Elizabeth Gilbert, Big Magic
We've all heard the story about the professor and the rocks. I first heard it as a sermon when I was a kid.
The parable goes something like this: a professor comes into class carrying rocks, pebbles, and sand. He asks the students to fit all of it into a big glass jar. The students, who don't appear to be the professor's top class, first pour in the sand, then the pebbles, and then discover the rocks don't fit. Only by putting in the big rocks before the pebbles and sand can you fit everything in the jar.
The message is that in life, you must put in your big rocks (the important stuff) first, then fit the less important things around them.
The problem, as writers like Elizabeth Gilbert and Oliver Burkeman have pointed out, is that we have too many big rocks. Our metaphorical glass jar has rocks falling out, piling up on the table, and spilling onto the floor.

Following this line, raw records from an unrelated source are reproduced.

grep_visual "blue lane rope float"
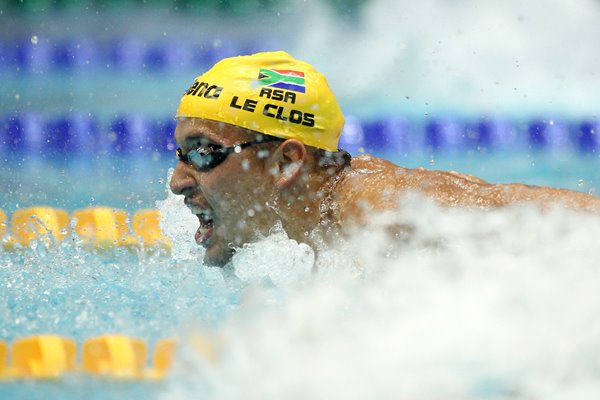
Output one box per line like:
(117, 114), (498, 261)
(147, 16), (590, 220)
(2, 113), (599, 156)
(2, 35), (268, 73)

We want to be good spouses, present parents, loyal friends, and ambitious professionals. But we also want to be fit, read the whole stack of books on our nightstand, clean the house, keep up with our favorite podcasts, cook healthy meals, serve as PTO president, and meditate, journal, and floss daily.
Oh, and we want to sleep eight hours a night.

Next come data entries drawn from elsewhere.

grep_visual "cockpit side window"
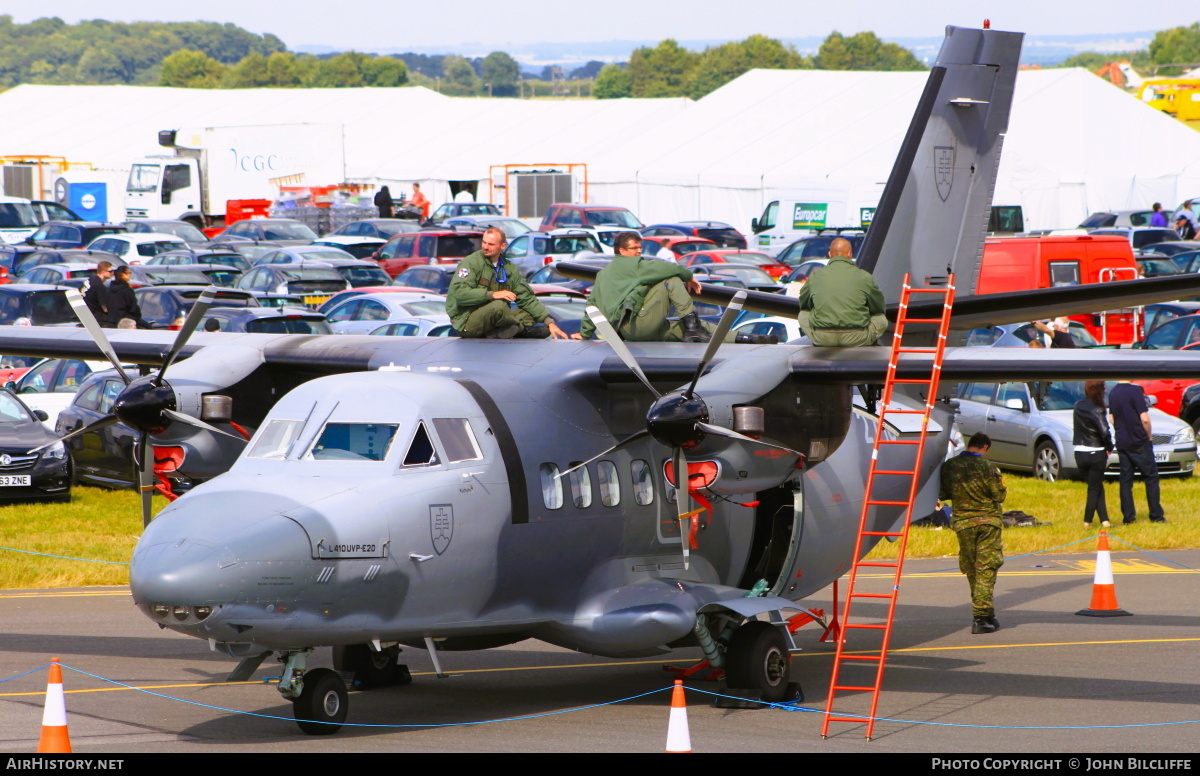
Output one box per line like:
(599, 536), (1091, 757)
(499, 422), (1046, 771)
(431, 418), (482, 462)
(403, 422), (439, 466)
(247, 419), (306, 459)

These are all big rocks. They are all worthwhile ways to spend our time. But we only have 24 hours in a day and so many years left on this spinning blue marble. Among these big rocks, these perfectly legitimate ways to spend our time, we have to choose what to do. We must disappoint others (and ourselves) and say no to things that would be a great use of time.
It's not easy.
I was thinking about all this while on a plane back from Chicago this week. I got to join an Advisory Board meeting for a company my cousin started (massive shoutout to Jill and Lunum. It's cliche, but they're changing the world).
I really, really didn't want to go to the meeting. The boys had a bad cold and were out of school all week. We hosted family the weekend before (and were out of town the weekend before that). I had a work event that ran late the night before. Fog blanketed ~half the world and delayed the outbound flight.
I could've joined the meeting via Zoom, but I don't like breaking promises. So I went. And it was amazing. I was on the ground in Chicago for less than 18 hours, but I talked to insightful people, learned about being on a board, spent quality time with my cousin, and got a dose of the big city.
On the flight home, I thought about the tension of deciding how to spend our limited time. We have to say no because there are just too many big rocks that need our time... and yet, amazing things happen when we say yes. Not only this week's meeting, but I've started friendships and experienced amazing things because I said yes. So how do we square these?
As I noodled on it, what I found the positive experiences had in common were:
- I cared for a person involved
- I cared about a cause involved
- There was a chance for serendipity
Saying yes to one thing means saying no to literally everything else. Because something has one of these characteristics, it doesn't mean I will say yes. But it helps frame the decision.
And more importantly, it will help me say no. Another bland networking event, playdates with kids the boys don't even like, and group chats full of friendships past their expiration date. I can more confidently opt out of all of them.
I can move from FOMO to JOMO, the joy of missing out.
It's the only way I have a chance of dedicating more of my limited time left on earth to my big rocks.